Today we are very used to the image of the city as a group of consumers who, apart from literally consuming food, have nothing to offer to farmers. This image is not consistent with a number of historical counter-examples, but also ignores numerous contemporary examples where cities or city dwellers make efforts to organise solidarity with the farmer or infrastructure for agriculture, for example. Cities can be much more than places of mere consumption.
On a global scale, agroecological food production plays a very significant role, outweighing the importance of industrial agriculture in many countries in the global south. The residual agroecological practices in the global north are destined to remain niche as long as they are in competition with a globalized agricultural model that extracts resources from elsewhere and has benefited from decades of public infrastructure investments such as our road and harbour networks. Can we redirect public means to support a distinctively local food system? What is the needed infrastructure for agroecological farmers in urbanised environments? In other words, how do we imagine an agroecological urbanism?
Many cities and their historical hinterlands are confronted with the systematic decline of the number of active farmers. While this has been made up by import and by increase in productivity, the downside of this model is becoming increasingly present, losing the eyes, hands, hearts and minds that used to care for the environmental resources. Agroecological farmers are key stewards of food, water and energy and their multiple connections. Consider how many urban policy objectives or Sustainable Development Goals are difficult or even impossible to achieve in an environment where all farmers have disappeared.

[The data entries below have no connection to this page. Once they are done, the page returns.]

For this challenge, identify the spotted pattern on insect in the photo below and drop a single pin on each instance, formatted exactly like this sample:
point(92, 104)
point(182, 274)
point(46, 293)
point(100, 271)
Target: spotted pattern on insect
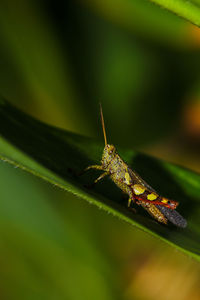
point(164, 200)
point(133, 185)
point(152, 196)
point(127, 178)
point(138, 189)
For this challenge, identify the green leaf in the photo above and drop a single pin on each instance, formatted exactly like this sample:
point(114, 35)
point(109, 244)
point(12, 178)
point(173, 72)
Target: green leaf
point(189, 10)
point(57, 156)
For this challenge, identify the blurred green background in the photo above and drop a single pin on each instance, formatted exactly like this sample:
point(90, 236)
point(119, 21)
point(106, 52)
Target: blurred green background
point(57, 61)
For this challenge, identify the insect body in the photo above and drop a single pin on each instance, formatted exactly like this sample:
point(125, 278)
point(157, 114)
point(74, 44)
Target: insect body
point(133, 185)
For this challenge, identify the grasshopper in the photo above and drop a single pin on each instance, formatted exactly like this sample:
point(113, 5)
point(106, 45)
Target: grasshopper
point(139, 192)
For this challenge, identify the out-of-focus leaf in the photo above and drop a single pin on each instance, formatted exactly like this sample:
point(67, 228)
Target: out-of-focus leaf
point(56, 156)
point(189, 10)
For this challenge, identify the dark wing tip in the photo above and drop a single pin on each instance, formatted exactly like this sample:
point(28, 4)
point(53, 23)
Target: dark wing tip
point(173, 216)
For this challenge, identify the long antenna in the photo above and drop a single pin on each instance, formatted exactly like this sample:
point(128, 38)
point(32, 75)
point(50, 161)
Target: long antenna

Food is not an urban question by default, it is only so to the extent that urban communities (re)claim their role. As consumption centres, cities have a high mandate and impact to relocalise the food system. And as responsible authority in many other areas (land policy, green policy, etc.), cities possess many instruments that can also be used for agricultural purposes. How do we rethink these instruments so that they actively support a local food system?
Yes, some urban farming initiatives are symbolic attempts that serve as an excuse for policy makers not to engage with land-based farmers in the urban fringes and beyond. Other urban agriculture initiatives do make a difference and challenge the way the city is organised today. They are an inspiration for a model of urbanisation that shifts the focus from expensive greenwashing projects to creating enabling environments where the conditions are right, soils are cared for, land is made available, training is adequate, and logistics are in tune. Many urban agriculture projects reconnect city dwellers with food, seasons, living soils and help to stimulate community building. These are all important elements for the recognition of professional land-based agriculture as an indispensable asset to the (peri-)urban agenda.